Fu un'aggressione terribile. Si avvicinò, come si vede nel video delle telecamere di sorveglianza, e lo prese a pugni alle spalle, poi sul volto e poi si allontanò, insieme alla ragazza che era con lui, come se nulla fosse lasciando l'altro a terra e svenuto vicino alla panchina dov'era seduto. La lite, molto probabilmente, scoppiò per motivi banalissimi. La vittima, Ettore Sabellico, senzatetto conosciuto come ‘il Principe', morì due giorni dopo in ospedale. Successe in una sera di settembre 2017 nel cuore di Roma, nella centralissima piazza Venezia davanti a un bar di via del Corso.
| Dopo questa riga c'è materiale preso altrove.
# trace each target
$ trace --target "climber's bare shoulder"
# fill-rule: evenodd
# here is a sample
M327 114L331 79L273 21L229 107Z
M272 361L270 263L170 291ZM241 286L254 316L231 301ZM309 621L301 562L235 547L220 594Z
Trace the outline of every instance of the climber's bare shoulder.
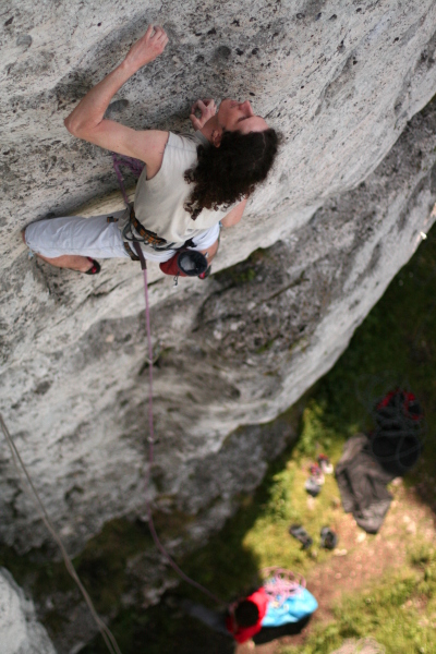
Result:
M147 166L148 180L155 177L162 165L165 146L169 137L169 132L136 131L106 119L90 130L72 133L105 149L144 161Z

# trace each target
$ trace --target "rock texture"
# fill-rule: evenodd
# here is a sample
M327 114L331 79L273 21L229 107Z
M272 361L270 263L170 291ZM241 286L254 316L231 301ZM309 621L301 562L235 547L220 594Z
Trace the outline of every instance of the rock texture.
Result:
M196 516L201 542L293 437L252 425L335 363L433 222L435 107L419 112L436 92L436 5L20 0L1 21L1 411L72 552L111 518L144 514L147 360L135 264L105 262L89 279L21 243L34 219L121 206L108 154L63 118L159 22L169 47L110 116L186 131L196 97L250 97L283 134L268 183L223 235L218 275L174 289L150 267L149 494ZM47 534L0 448L0 537L24 553Z
M56 654L33 603L4 568L0 568L0 634L2 654Z

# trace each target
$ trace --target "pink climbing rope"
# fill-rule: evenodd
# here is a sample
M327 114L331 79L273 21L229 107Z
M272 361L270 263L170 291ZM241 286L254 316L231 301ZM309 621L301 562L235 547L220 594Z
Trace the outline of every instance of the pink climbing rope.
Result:
M129 198L128 198L128 194L124 189L124 182L123 182L123 178L122 178L122 174L120 171L120 166L125 166L126 168L130 168L133 175L138 178L141 175L141 172L143 171L144 164L142 161L138 161L137 159L133 159L132 157L124 157L121 155L117 155L114 153L112 153L112 160L113 160L113 168L114 168L114 171L116 171L116 174L117 174L120 187L121 187L121 193L123 195L126 206L129 206ZM134 245L136 245L136 243ZM153 465L153 462L155 459L155 452L154 452L154 447L153 447L154 443L155 443L155 427L154 427L154 419L153 419L153 415L154 415L153 414L153 346L152 346L150 312L149 312L149 299L148 299L147 266L146 266L145 258L144 258L144 255L142 254L142 250L141 250L140 245L136 249L136 252L141 259L141 267L142 267L143 276L144 276L145 325L146 325L146 331L147 331L147 349L148 349L148 432L149 432L148 463L149 464L148 464L147 473L145 475L145 491L147 493L148 487L149 487L149 481L150 481L152 465ZM214 602L216 602L217 604L220 604L220 605L223 604L223 602L219 597L214 595L214 593L208 591L205 586L203 586L201 583L198 583L194 579L191 579L190 577L187 577L187 574L185 574L183 572L183 570L181 570L179 568L177 562L171 558L171 556L168 554L168 552L161 544L160 538L157 534L155 523L153 520L152 502L148 499L146 499L146 502L147 502L148 526L149 526L153 540L155 542L156 547L165 556L165 558L171 566L171 568L186 583L191 584L192 586L194 586L195 589L197 589L198 591L201 591L202 593L204 593L205 595L210 597L210 600L214 600Z

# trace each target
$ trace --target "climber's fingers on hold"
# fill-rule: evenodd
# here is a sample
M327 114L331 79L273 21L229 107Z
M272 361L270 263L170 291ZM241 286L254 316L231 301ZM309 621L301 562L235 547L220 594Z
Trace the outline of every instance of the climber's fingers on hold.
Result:
M135 69L154 61L168 44L168 36L160 25L148 25L147 32L129 51L126 61Z

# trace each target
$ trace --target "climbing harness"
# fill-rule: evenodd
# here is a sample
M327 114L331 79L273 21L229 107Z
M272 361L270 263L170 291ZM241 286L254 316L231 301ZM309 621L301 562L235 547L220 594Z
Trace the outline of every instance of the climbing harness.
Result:
M174 243L168 243L168 241L161 237L158 237L155 232L145 229L145 227L141 225L140 220L135 216L133 204L129 202L120 167L125 166L129 168L133 175L137 179L144 169L144 164L137 159L133 159L132 157L124 157L117 155L116 153L112 153L112 161L121 193L129 210L129 220L122 230L122 235L124 249L130 258L134 262L142 262L137 247L134 246L134 243L143 243L153 247L153 250L156 252L174 250ZM189 239L170 259L159 264L159 268L162 272L165 272L165 275L170 275L174 278L174 286L178 284L179 277L199 277L201 279L205 279L210 272L207 255L205 256L195 250L189 250L189 247L192 247L194 243L192 239ZM133 252L132 246L134 246L136 254Z

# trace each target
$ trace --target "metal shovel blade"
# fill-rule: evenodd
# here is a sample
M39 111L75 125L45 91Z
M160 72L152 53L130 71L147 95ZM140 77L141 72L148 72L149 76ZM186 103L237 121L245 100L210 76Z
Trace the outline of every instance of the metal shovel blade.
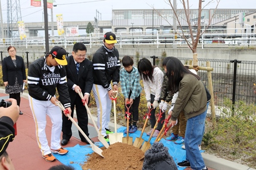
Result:
M145 152L147 150L149 150L151 147L151 144L150 142L145 142L144 144L142 145L141 150L142 152Z
M75 126L77 127L77 128L80 131L80 132L82 134L82 135L83 135L83 136L85 138L85 139L86 139L87 141L88 141L88 142L90 143L93 151L94 151L95 153L99 154L99 155L101 155L101 156L104 157L104 156L103 156L102 154L103 152L102 150L100 148L99 148L98 147L97 147L97 146L95 146L94 143L93 143L93 142L91 142L91 140L90 140L89 138L88 138L88 136L85 134L85 132L80 128L80 127L78 126L78 125L77 124L77 123L75 122L75 121L74 121L74 119L72 118L71 117L70 117L69 115L68 115L68 117L70 119L70 121L72 121L72 122L74 123L74 125L75 125Z
M133 145L133 138L132 137L123 137L123 143L126 143L129 145Z
M136 139L135 139L134 142L133 143L133 146L138 148L140 148L144 140L141 139L141 138L136 138Z
M117 142L123 142L123 133L118 133L115 132L113 134L109 134L109 143L110 144L113 144Z

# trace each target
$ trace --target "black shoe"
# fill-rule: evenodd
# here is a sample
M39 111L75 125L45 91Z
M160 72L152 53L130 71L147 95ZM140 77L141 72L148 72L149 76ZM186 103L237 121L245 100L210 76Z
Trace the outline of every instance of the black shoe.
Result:
M62 146L65 146L67 144L67 143L69 142L69 140L67 140L67 139L63 139L61 142L61 144Z
M89 138L89 137L88 137L88 138ZM90 139L90 138L89 138L89 139ZM90 140L91 140L91 142L93 143L94 143L94 142L93 142L93 140L91 140L91 139L90 139ZM88 141L87 141L86 139L84 139L84 138L81 139L81 141L82 141L82 142L85 142L85 143L86 143L88 144L90 144L90 143L89 143Z
M190 163L187 160L183 160L182 162L178 163L177 164L179 167L190 167Z

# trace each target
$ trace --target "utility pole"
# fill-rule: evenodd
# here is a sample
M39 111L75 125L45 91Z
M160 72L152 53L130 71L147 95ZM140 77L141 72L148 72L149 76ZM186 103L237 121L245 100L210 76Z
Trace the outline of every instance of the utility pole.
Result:
M152 10L152 35L154 35L154 9Z
M173 0L173 9L174 9L174 14L177 14L177 0ZM176 15L174 14L173 16L173 30L174 30L175 32L174 33L174 35L173 36L173 48L177 48L177 42L175 40L175 37L176 37L176 31L177 30L177 20L178 19L178 18L176 18Z
M45 36L46 53L49 52L49 35L48 34L48 14L47 12L47 0L43 0L43 14L45 18Z
M55 1L53 1L55 2ZM54 36L54 24L53 22L53 7L57 6L57 5L53 5L53 7L51 9L51 36Z
M2 14L2 5L1 5L1 1L0 1L0 15L1 15L1 38L5 38L5 34L4 34L4 30L3 30L3 15Z
M7 1L7 38L18 36L18 31L14 31L13 28L18 27L18 22L22 20L21 18L19 0Z

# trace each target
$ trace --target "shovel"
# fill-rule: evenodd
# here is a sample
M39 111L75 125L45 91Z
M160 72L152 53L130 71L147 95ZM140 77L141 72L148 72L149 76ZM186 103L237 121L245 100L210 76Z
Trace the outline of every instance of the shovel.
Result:
M61 103L57 102L56 103L59 107L59 108L61 108L61 109L63 111L64 114L65 115L66 114L67 115L67 117L69 118L69 119L74 123L74 125L75 125L75 126L77 127L77 128L78 129L79 132L83 135L83 136L85 138L85 139L86 139L87 141L88 141L88 142L91 145L91 149L93 150L93 151L94 151L95 153L99 154L99 155L101 155L101 156L104 157L104 156L103 156L103 155L102 155L103 151L100 148L99 148L98 147L95 146L94 144L93 144L93 142L91 142L91 140L90 140L89 138L88 138L87 136L86 136L86 135L85 134L85 132L83 131L83 130L80 128L80 127L79 127L78 125L77 124L77 123L73 119L73 118L72 118L72 117L69 115L69 110L67 110L67 109L65 109L64 108L64 106L62 105L62 104Z
M118 94L117 91L113 91L113 93L116 93L115 97L114 98L113 96L110 98L113 101L114 103L114 121L115 123L115 132L109 134L109 143L110 144L114 144L117 142L122 142L123 141L123 133L118 133L117 128L117 111L115 110L115 100Z
M127 105L129 105L130 106L127 107ZM127 111L126 113L126 120L127 120L127 124L126 124L126 137L123 138L123 143L126 143L129 145L133 145L133 138L129 137L129 120L130 120L130 115L131 115L131 113L129 112L129 109L131 107L131 105L130 104L129 102L127 102L127 103L125 105L125 107L127 108Z
M170 119L171 118L171 115L169 115L168 116L168 118L167 118L167 119L165 119L165 123L163 123L163 127L162 127L161 130L160 132L159 132L158 135L157 135L157 138L155 138L155 142L159 142L159 141L160 141L160 140L161 140L161 139L159 139L159 137L160 137L161 135L162 134L162 133L163 132L163 131L166 128L167 128L167 124L168 124L168 123L169 122L169 120L170 120Z
M155 126L154 126L154 128L152 130L152 132L150 134L150 136L149 137L149 140L147 142L144 142L144 143L142 145L142 147L141 147L141 150L142 151L142 152L145 152L149 148L151 147L150 144L150 140L151 138L152 138L152 136L153 136L154 132L155 132L155 128L157 127L157 125L158 125L158 122L160 122L160 119L162 117L162 115L163 114L163 112L162 112L162 110L160 110L160 113L158 116L158 118L157 119L157 122L155 122Z
M142 131L141 131L141 136L139 138L136 138L135 139L134 142L133 143L133 146L135 147L138 148L140 148L141 146L142 145L142 143L144 142L144 140L141 139L142 138L143 133L144 132L144 130L145 130L146 125L147 125L147 121L149 120L149 117L150 117L150 112L153 110L154 108L151 107L151 109L149 109L149 113L146 113L146 115L144 117L144 118L146 117L146 121L145 123L144 123L144 126L142 128Z
M177 124L177 123L178 123L178 119L176 119L176 123L175 123L175 125L176 125ZM166 126L166 127L167 127L167 126ZM169 130L169 129L171 127L173 127L173 126L171 125L170 125L169 126L168 126L168 127L166 128L166 127L165 130L165 132L162 134L161 135L160 137L157 140L157 142L159 142L160 140L161 140L161 139L163 138L163 136L165 136L165 135L166 136L167 132Z
M85 105L85 108L86 108L87 113L89 115L90 118L91 118L91 120L93 122L93 125L94 126L94 127L96 129L96 131L98 134L98 139L103 144L103 145L104 145L104 146L106 148L107 148L109 147L109 145L107 143L107 141L106 141L106 140L104 139L104 138L102 136L102 135L99 132L99 131L98 129L98 127L96 125L96 123L95 123L94 120L93 119L93 115L91 115L91 113L90 111L89 108L88 108L88 106L87 105L86 103L85 102L84 102L83 100L83 94L82 94L82 92L79 92L79 90L78 90L78 94L79 94L79 96L80 96L81 98L82 98L82 102L83 102L83 105Z

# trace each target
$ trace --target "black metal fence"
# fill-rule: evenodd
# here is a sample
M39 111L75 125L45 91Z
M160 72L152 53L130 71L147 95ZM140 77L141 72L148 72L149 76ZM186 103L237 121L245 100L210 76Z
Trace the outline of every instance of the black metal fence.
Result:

Il responsabile dell'aggressione, un pizzaiolo campano di 29 anni, ha patteggiato in appello una pena a cinque anni di reclusione per l'accusa di omicidio preterintenzionale, ma con l'attenuante della provocazione. In primo grado fu condannato a 6 anni e 8 mesi di reclusione.

Il clochard morì per emorragia cerebrale

Ci vollero due mesi di indagini per risalire al responsabile, fortunatamente ripreso da una delle telecamere di sicurezza installate in zona. Nel filmato si vede il ragazzo, che all'epoca aveva 27 anni, picchiare il senzatetto e poi allontanarsi insieme a una ragazza e a un'altra persona. Proprio una battuta fuori posto alla ragazza potrebbe aver scatenato la sua ira. Il clochard è stato immediatamente soccorso da alcuni passanti e poi trasportato in pronto soccorso. I medici decisero di dimetterlo poche ore dopo, ma la mattina seguente l'uomo si sentì male in strada, fu soccorso da un passante a Trastevere e portato nuovamente in ospedale. Morì per emorragia cerebrale dopo due giorni di ricovero al San Camillo.